Gold edged higher on Friday after repeatedly failing to break decisively below the psychological $4,000 support level.

The precious metal remains on track for a fourth straight weekly decline, weighed down by a firmer US dollar amid increasing expectations that the Federal Reserve will begin raising interest rates, with markets currently pricing in the first move as early as September.

Additional pressure came from Thursday’s US PCE inflation report—the Fed’s preferred inflation gauge—which showed inflation rising above 4% for the first time in three years, reinforcing expectations of tighter monetary policy.

However, bears are encountering strong resistance around the $4,000 zone, a significant support area tested for the first time since November 2025. Oversold daily indicators, coupled with likely profit-taking ahead of the weekend, may help provide temporary support and trigger limited corrective gains.

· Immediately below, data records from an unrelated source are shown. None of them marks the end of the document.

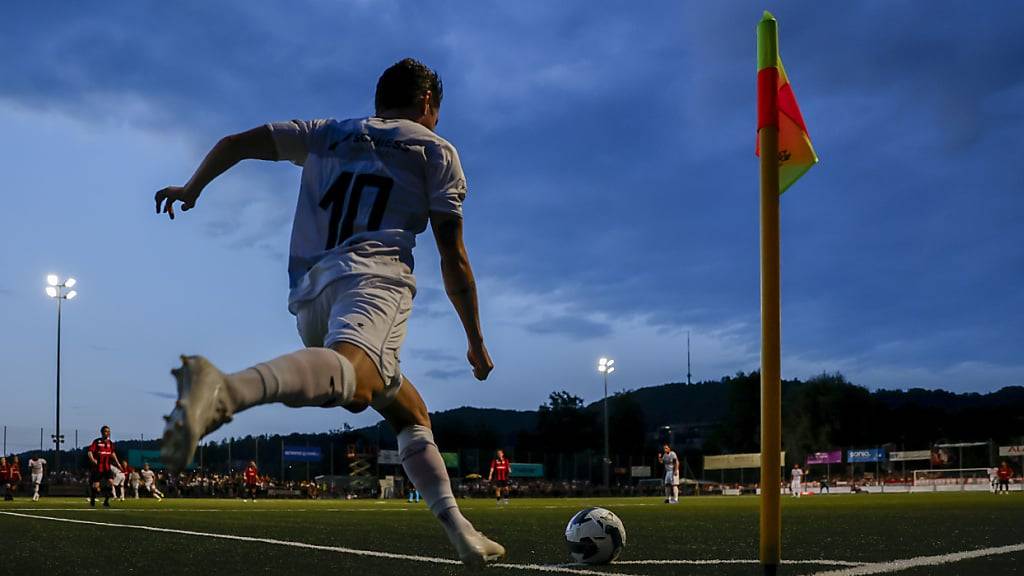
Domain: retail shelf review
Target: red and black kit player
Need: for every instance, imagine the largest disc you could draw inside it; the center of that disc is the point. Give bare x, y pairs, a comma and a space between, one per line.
251, 478
499, 477
101, 455
14, 475
5, 479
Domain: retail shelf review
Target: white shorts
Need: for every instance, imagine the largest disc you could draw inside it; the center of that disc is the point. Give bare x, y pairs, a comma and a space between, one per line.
371, 312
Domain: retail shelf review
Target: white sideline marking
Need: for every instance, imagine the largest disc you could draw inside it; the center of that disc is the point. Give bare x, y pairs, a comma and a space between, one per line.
897, 565
735, 561
353, 551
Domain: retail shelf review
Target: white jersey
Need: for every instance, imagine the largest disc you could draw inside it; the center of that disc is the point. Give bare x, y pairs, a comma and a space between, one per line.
671, 462
368, 188
36, 465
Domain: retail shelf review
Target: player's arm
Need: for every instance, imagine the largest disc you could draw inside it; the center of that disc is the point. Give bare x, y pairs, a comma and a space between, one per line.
256, 144
461, 287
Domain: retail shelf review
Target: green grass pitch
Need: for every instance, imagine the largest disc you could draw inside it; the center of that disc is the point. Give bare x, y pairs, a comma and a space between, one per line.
843, 535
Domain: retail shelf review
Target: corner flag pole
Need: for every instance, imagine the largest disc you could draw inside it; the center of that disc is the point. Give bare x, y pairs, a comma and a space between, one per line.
771, 405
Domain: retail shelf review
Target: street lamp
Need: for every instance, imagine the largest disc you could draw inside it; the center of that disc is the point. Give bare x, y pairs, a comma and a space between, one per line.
604, 366
59, 291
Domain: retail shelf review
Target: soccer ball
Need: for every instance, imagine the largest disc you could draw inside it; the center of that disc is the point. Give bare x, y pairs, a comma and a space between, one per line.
595, 536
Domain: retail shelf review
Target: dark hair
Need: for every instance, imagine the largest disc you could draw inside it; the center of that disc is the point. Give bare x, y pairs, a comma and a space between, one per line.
406, 83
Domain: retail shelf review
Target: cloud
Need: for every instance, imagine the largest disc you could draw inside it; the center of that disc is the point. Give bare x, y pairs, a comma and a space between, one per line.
571, 326
166, 395
431, 355
448, 374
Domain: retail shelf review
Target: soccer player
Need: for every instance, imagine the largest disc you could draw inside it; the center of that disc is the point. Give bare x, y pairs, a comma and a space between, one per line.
796, 481
500, 472
369, 187
251, 477
150, 479
133, 480
101, 459
5, 479
1005, 472
37, 465
670, 460
15, 475
118, 482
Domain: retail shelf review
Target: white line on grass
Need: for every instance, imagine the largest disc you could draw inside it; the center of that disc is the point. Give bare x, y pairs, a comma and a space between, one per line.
906, 564
353, 551
737, 561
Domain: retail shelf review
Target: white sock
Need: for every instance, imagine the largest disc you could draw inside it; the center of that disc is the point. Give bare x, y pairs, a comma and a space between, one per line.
307, 377
426, 470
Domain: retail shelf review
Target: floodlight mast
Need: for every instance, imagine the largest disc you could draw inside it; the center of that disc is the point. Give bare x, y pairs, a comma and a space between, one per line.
55, 289
604, 366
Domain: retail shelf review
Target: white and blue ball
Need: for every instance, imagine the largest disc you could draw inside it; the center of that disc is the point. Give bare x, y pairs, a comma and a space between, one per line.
595, 536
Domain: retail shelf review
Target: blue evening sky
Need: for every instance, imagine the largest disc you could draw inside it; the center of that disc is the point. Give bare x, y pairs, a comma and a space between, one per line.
612, 204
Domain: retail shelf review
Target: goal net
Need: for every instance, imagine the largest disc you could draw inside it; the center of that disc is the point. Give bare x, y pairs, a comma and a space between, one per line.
952, 479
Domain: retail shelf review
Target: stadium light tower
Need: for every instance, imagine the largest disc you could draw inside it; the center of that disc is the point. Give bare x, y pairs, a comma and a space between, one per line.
604, 366
58, 291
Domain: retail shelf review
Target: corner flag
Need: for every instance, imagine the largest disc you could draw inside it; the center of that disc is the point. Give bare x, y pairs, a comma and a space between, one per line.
796, 155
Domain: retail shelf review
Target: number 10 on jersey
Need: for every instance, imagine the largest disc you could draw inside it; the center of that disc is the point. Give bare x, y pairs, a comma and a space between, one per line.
345, 218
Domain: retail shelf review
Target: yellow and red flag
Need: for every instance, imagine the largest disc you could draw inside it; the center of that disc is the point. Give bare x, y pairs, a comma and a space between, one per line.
777, 107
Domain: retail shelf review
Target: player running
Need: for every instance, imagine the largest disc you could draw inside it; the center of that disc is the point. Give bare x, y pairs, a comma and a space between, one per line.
669, 458
150, 480
251, 477
37, 466
133, 480
118, 482
369, 186
797, 481
101, 459
1006, 474
15, 475
500, 472
5, 479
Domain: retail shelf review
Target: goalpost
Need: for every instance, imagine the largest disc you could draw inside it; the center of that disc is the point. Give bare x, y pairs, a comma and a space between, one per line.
951, 480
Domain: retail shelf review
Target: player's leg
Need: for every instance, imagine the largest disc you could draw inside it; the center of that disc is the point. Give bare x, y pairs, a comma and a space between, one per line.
208, 398
425, 468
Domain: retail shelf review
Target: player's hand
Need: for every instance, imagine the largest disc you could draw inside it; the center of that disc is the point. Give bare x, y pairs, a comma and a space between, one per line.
167, 197
480, 361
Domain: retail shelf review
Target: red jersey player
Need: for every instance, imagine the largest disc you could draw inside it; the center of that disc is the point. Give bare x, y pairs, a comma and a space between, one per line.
101, 455
14, 474
5, 479
251, 477
1005, 472
499, 476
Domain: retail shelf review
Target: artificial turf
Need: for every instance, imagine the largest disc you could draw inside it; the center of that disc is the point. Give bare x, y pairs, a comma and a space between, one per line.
852, 528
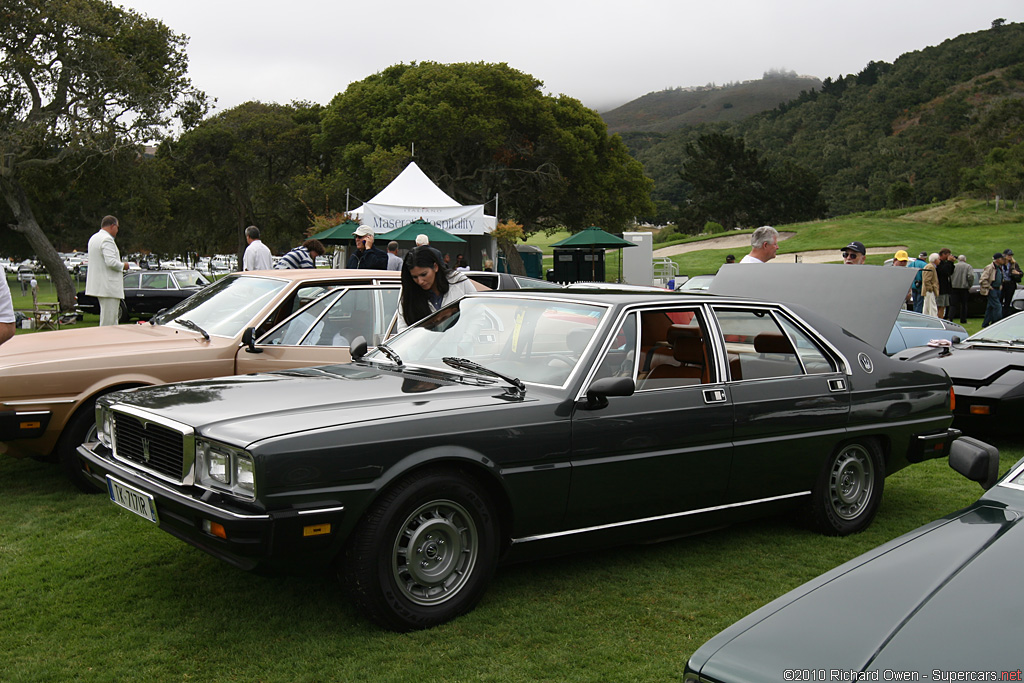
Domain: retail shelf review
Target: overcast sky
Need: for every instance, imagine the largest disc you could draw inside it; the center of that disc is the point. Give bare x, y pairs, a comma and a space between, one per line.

Any near-term recovery is likely to be viewed as an opportunity to re-establish short positions while the fundamental backdrop remains supportive of the dollar and technical indicators continue to signal a bearish outlook.

On the upside, firm resistance at $4,170—where the falling 10-day moving average converges with the 50% retracement of the $4,382–$3,959 decline—is expected to cap advances and preserve key barriers at $4,200 and $4,220, the latter representing the 61.8% Fibonacci retracement level.